Australian Wood Duck

Chenonetta jubata

Australian Wood Duck IDENTITY CALL Confirmed

Putative nocturnal call type

A drawn-out, nasal, slightly mournful call typically rendered as “new” or “now”, usually with a gentle rising inflection. The note lasts around 1–2 seconds and shows a slightly wavering, modulated structure rather than a pure tone. In the spectrogram, it appears as a banded signal concentrated in the low to mid frequencies (~300–2000 Hz), often with visible harmonic structure and a subtle upward sweep in frequency. The overall quality is reedy and hollow to the human ear.

Behavioural context

Commonly given by birds in flight during the day and presumed here to be associated with flight activity at night. This likely includes local movements, but may also involve longer-distance or migratory movements. The frequency of occurrence in nocturnal recordings suggests regular night-time activity, although any seasonal or behavioural pattern remains to be established.

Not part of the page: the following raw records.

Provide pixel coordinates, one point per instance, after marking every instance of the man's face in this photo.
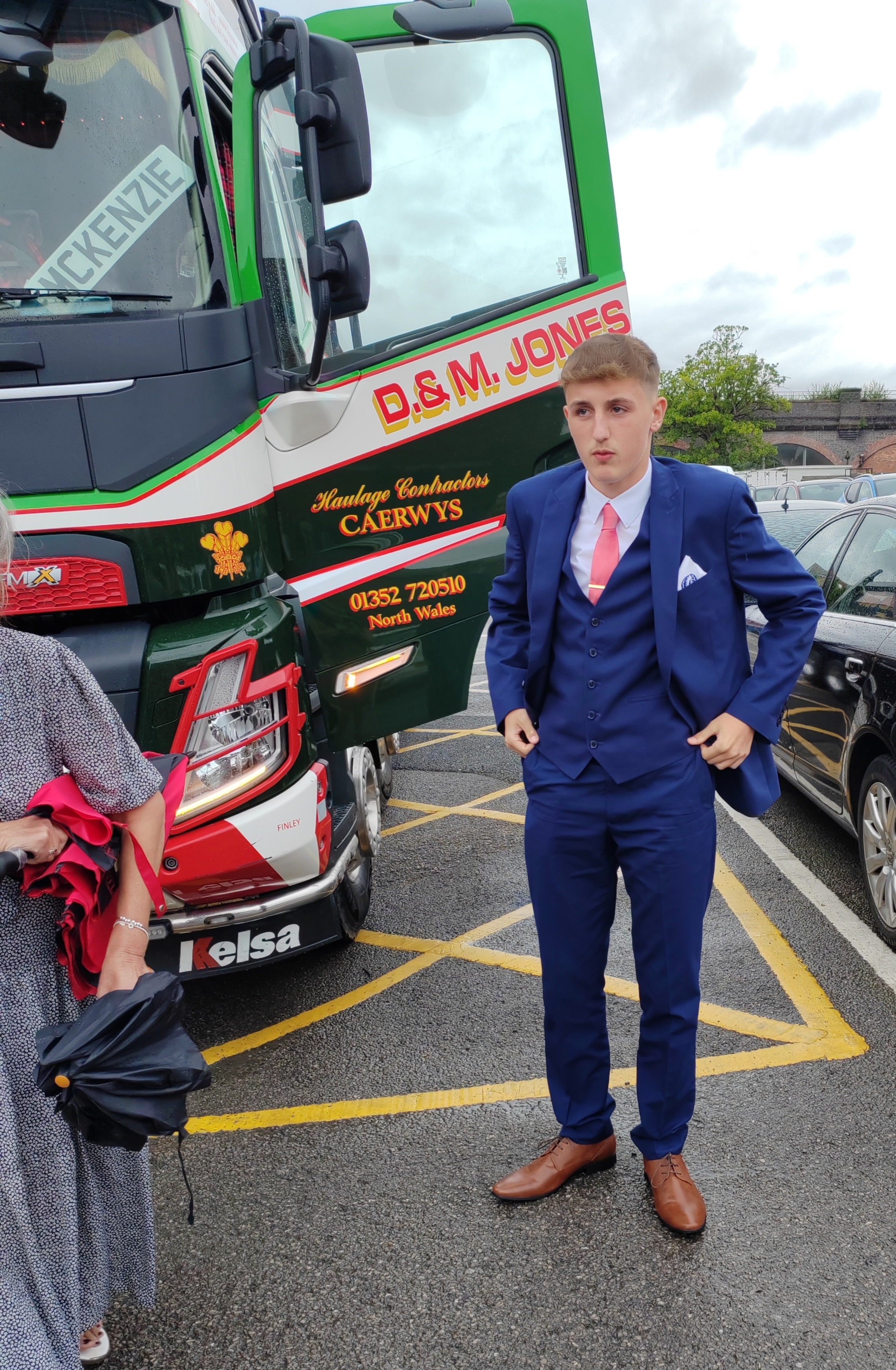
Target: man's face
(611, 424)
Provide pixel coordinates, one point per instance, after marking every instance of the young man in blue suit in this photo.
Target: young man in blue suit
(618, 670)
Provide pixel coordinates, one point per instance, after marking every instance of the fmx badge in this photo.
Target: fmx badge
(227, 547)
(29, 576)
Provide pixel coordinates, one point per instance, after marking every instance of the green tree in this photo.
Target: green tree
(716, 403)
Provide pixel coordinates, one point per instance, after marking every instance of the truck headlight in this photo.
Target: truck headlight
(238, 733)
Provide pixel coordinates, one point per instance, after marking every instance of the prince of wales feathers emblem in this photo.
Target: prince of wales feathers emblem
(227, 548)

Evidence for identification

A highly distinctive and well-documented call that is widely familiar from daytime observations, where birds frequently give this vocalisation in flight. The acoustic structure and characteristic rising, nasal quality match reference recordings closely, and confusion with other species is effectively excluded.

Confidence statement

Very high confidence. This is a diagnostic and widely recognised call with consistent acoustic structure, and there is effectively no risk of confusion with other species.

Similar species / confusion risks

None, although watch out for domestic cat vocalisations, which can be surprisingly similar.

Project detections: 104 annotations; 17 nights; recorded in March, April, July; most recent detection 28 Apr 2026.

Project clips

Australian Wood Duck IDENTITY CALL

Carindale (-27.52, 153.11), 26 Mar 2026, 01:57:49, Annotation 1721, Annotator: Richard Fuller, Automated light denoise applied

Australian Wood Duck IDENTITY CALL

Carindale (-27.52, 153.11), 26 Mar 2026, 01:58:12, Annotation 1725, Annotator: Richard Fuller, Automated light denoise applied

Australian Wood Duck WINGBEATS Strongly supported

Putative nocturnal call type

A faint, rhythmic wingbeat signal visible as a short series of weak broadband pulses, with most visible energy centred around ~2.5 kHz. Pulses are spaced at roughly 0.3-second intervals, producing a regular beat pattern across the spectrogram. The signal is much weaker than the accompanying vocalisations and may be difficult to detect without coincident calling birds or prior expectation of its presence.

Behavioural context

Presumed to represent birds in active flight overhead, detected incidentally during a calling flight event. At present this appears to be an unusual or difficult-to-detect signal rather than a routinely recognisable nocturnal sound type, but additional examples may emerge with targeted searching.

Evidence for identification

This putative wingbeat sequence was detected at the same time as calling Australian Wood Ducks flying overhead, with the calls and beat pattern occurring together in the same recording. The temporal coincidence with unmistakable vocalisations strongly supports attribution to Australian Wood Duck, although only a single clear example has so far been identified.

Confidence statement

Moderate to high confidence based on the exact temporal coincidence of the wingbeat pattern with diagnostic Australian Wood Duck calls from birds flying overhead. The identification relies on this contextual linkage rather than the intrinsic structure of the wingbeat signal itself, which is faint and not yet independently diagnostic. Confidence is therefore limited by the current availability of only a single clear example.

Similar species / confusion risks

Other flying waterbirds or ducks could in principle produce superficially similar weak rhythmic wingbeat signatures, but in this case confusion is reduced by the exact coincidence with diagnostic Australian Wood Duck calls.

Project detections: 1 annotation; 1 night; recorded in July; most recent detection 02 Jul 2023.